A lot of people talk about CS as math and language, but I’ve always felt that it’s more like building a tower with LEGOs. Programming isn’t about the language you use—it’s about the paradigm. Once you understand classes and methods, learning a new language of the same paradigm is at best a weekend job. Instead, programming is about taking blocks you already have, and fitting them together. The language is just a medium to communicate with the computer; we could use punch cards, or command lines, or fancy graphical programming software. What matters is what that medium is communicating. Writing in general follows this, too—writing a good blog post requires an exciting idea to convey. Text is just a medium to communicate the idea.

It helps even more that mathematics and programming readily share topics. You teach graph coloring for register allocation, linear algebra and vector calculus for graphics, combinatorics for algorithms.

— Jeremy Kun

Programming isn’t about math you *implement*.

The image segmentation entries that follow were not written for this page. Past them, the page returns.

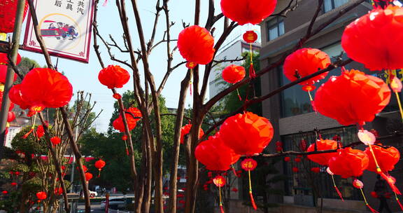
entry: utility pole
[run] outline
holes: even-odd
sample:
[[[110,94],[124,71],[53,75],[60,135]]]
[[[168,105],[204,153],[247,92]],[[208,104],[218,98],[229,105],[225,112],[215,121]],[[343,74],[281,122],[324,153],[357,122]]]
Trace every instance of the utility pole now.
[[[10,56],[11,60],[15,64],[17,55],[18,55],[18,48],[20,47],[20,37],[21,36],[21,28],[22,27],[22,20],[24,20],[24,8],[25,8],[26,0],[14,0],[18,1],[17,5],[17,12],[15,13],[15,22],[14,22],[14,32],[13,32],[13,39],[11,52]],[[0,111],[0,159],[3,158],[3,148],[6,139],[6,128],[7,125],[7,116],[8,115],[8,109],[10,108],[10,99],[8,98],[8,92],[13,86],[14,80],[14,70],[10,65],[7,67],[7,75],[6,76],[6,83],[3,85],[0,86],[0,90],[4,90],[3,93],[3,100],[1,102],[1,111]]]

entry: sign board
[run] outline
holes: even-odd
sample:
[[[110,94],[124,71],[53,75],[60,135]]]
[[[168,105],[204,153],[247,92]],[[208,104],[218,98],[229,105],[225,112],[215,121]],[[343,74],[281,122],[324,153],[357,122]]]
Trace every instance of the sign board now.
[[[34,5],[49,53],[87,63],[93,0],[34,0]],[[23,49],[41,53],[31,15],[27,20]]]

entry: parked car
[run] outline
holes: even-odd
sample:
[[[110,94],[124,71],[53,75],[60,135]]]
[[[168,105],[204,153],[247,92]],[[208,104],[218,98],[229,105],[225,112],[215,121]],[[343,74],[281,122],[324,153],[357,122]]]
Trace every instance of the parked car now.
[[[105,209],[106,200],[101,202],[101,208]],[[121,209],[126,207],[126,200],[123,198],[109,198],[109,208],[113,209]]]

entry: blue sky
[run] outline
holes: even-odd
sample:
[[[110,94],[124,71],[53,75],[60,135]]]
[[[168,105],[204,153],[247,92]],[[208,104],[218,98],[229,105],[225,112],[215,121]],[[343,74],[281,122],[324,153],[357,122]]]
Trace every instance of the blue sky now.
[[[118,41],[122,43],[122,30],[120,27],[120,22],[118,18],[118,11],[115,4],[115,1],[109,0],[106,6],[102,6],[101,4],[103,0],[101,0],[101,4],[99,7],[98,13],[98,25],[100,34],[106,39],[108,39],[108,34],[112,34],[112,36]],[[148,41],[152,32],[152,26],[154,22],[155,11],[155,1],[138,1],[139,4],[139,11],[142,18],[143,27],[144,28],[144,33],[146,34],[146,41]],[[202,1],[202,15],[201,15],[201,25],[204,25],[206,15],[208,14],[208,1]],[[215,14],[220,13],[219,5],[220,1],[215,1]],[[182,27],[182,20],[187,23],[193,22],[193,15],[195,11],[194,1],[189,0],[171,0],[169,1],[169,7],[170,10],[170,19],[171,21],[175,22],[175,25],[171,28],[171,38],[176,39],[178,33],[183,28]],[[134,22],[134,18],[132,12],[132,4],[130,1],[127,1],[126,8],[128,11],[128,16],[129,21],[129,27],[132,36],[132,41],[134,43],[135,49],[139,48],[139,39],[137,37],[137,31]],[[222,22],[218,22],[215,26],[217,27],[214,36],[215,40],[222,32]],[[238,27],[229,37],[234,37],[236,35],[241,34],[245,29],[258,29],[258,26],[243,26]],[[160,23],[157,27],[157,36],[155,37],[155,43],[162,40],[164,31],[165,30],[165,18],[164,13],[162,12],[160,17]],[[118,64],[116,62],[111,61],[106,52],[106,49],[103,46],[101,41],[99,40],[100,45],[101,52],[104,58],[104,62],[106,64]],[[172,43],[174,47],[175,43]],[[129,57],[127,54],[122,54],[118,50],[114,49],[115,57],[119,59],[129,60]],[[42,55],[29,53],[27,51],[20,51],[22,56],[27,57],[31,59],[35,60],[40,64],[43,65],[45,64],[45,60]],[[167,67],[166,59],[166,46],[160,45],[155,48],[150,56],[149,60],[150,63],[150,68],[156,83],[160,84],[162,79]],[[53,64],[56,63],[56,58],[52,57]],[[182,57],[176,51],[174,55],[173,64],[176,64],[178,62],[183,61]],[[123,66],[122,66],[123,67]],[[139,67],[142,69],[142,64],[139,64]],[[125,67],[127,68],[127,67]],[[74,92],[78,90],[84,90],[92,94],[92,100],[97,102],[94,111],[99,112],[103,109],[103,112],[100,117],[94,123],[94,125],[99,131],[104,132],[107,130],[109,124],[109,119],[112,112],[113,111],[113,103],[115,99],[112,97],[112,93],[110,90],[106,87],[102,85],[98,81],[98,72],[101,69],[101,67],[91,46],[91,52],[90,55],[90,62],[88,64],[80,63],[69,60],[60,58],[59,60],[58,69],[60,71],[63,71],[69,78],[70,82],[73,85]],[[167,105],[168,107],[176,108],[178,102],[178,94],[180,90],[180,82],[185,76],[187,69],[185,66],[181,66],[176,69],[171,75],[169,78],[162,95],[167,100]],[[131,71],[129,71],[131,73]],[[141,72],[142,73],[142,71]],[[120,93],[122,94],[127,90],[132,90],[133,85],[132,78],[130,79],[123,88],[119,89]],[[188,97],[187,105],[190,104],[190,98]],[[73,98],[74,99],[75,97]]]

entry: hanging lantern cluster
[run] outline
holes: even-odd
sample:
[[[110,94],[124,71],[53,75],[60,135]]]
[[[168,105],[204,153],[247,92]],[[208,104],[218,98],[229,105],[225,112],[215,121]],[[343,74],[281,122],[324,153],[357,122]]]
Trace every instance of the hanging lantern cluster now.
[[[102,69],[98,74],[98,80],[108,89],[121,88],[130,79],[129,72],[119,65],[109,65]],[[122,98],[122,95],[113,91],[113,97],[115,99]]]
[[[290,81],[308,76],[330,65],[330,57],[325,52],[314,48],[299,49],[287,56],[284,61],[283,72]],[[315,90],[315,83],[326,77],[328,72],[323,73],[307,81],[299,83],[302,90],[308,92],[309,99],[313,101],[311,92]],[[312,104],[314,108],[314,105]]]
[[[227,118],[215,135],[199,144],[195,155],[207,170],[225,171],[241,155],[251,156],[261,153],[273,138],[273,126],[267,118],[251,112],[239,114]],[[250,171],[256,167],[257,163],[248,158],[241,165],[248,172],[249,193],[253,207],[256,209],[252,195]],[[234,167],[232,170],[239,177]],[[204,187],[205,190],[206,188]]]
[[[15,22],[15,13],[18,0],[1,1],[0,2],[0,33],[10,33],[14,31]],[[28,1],[25,1],[24,7],[23,19],[28,11]]]

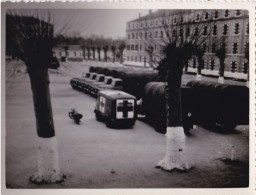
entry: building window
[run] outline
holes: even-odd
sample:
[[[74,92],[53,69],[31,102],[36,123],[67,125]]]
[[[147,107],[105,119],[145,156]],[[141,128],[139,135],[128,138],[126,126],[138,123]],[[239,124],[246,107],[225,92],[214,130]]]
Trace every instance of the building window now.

Understanding, for example, vector algebra to write a raytracer is important to
know *what* you’re doing, but it’s not programming—programming is being able to
know *how* to do it.

To be successful in the modern computing landscape, you need to know math because the ability to compute is enhanced by the ability to put computation in a mathematical context. Twenty or thirty years ago, you might have considered discrete math (parsing), calculus (waveforms), and trig (graphics) to be instrumental. Today, it’s statistics (big data) and number theory (crypto).

### Conclusion

What I wanted to say—and ended up digressing in rambles along the way—was that the intrinsic difference between math and computing is that math needs you to have good taking-apart intuition, while programming needs you to have good putting-together intuition.

And so here’s a parting thought: in my school, CS is lumped with all the other electives. Theater, drawing, photography, food, and auto tech are in the same category. Would you move CS to the math department? Hint: this isn’t a trivial question!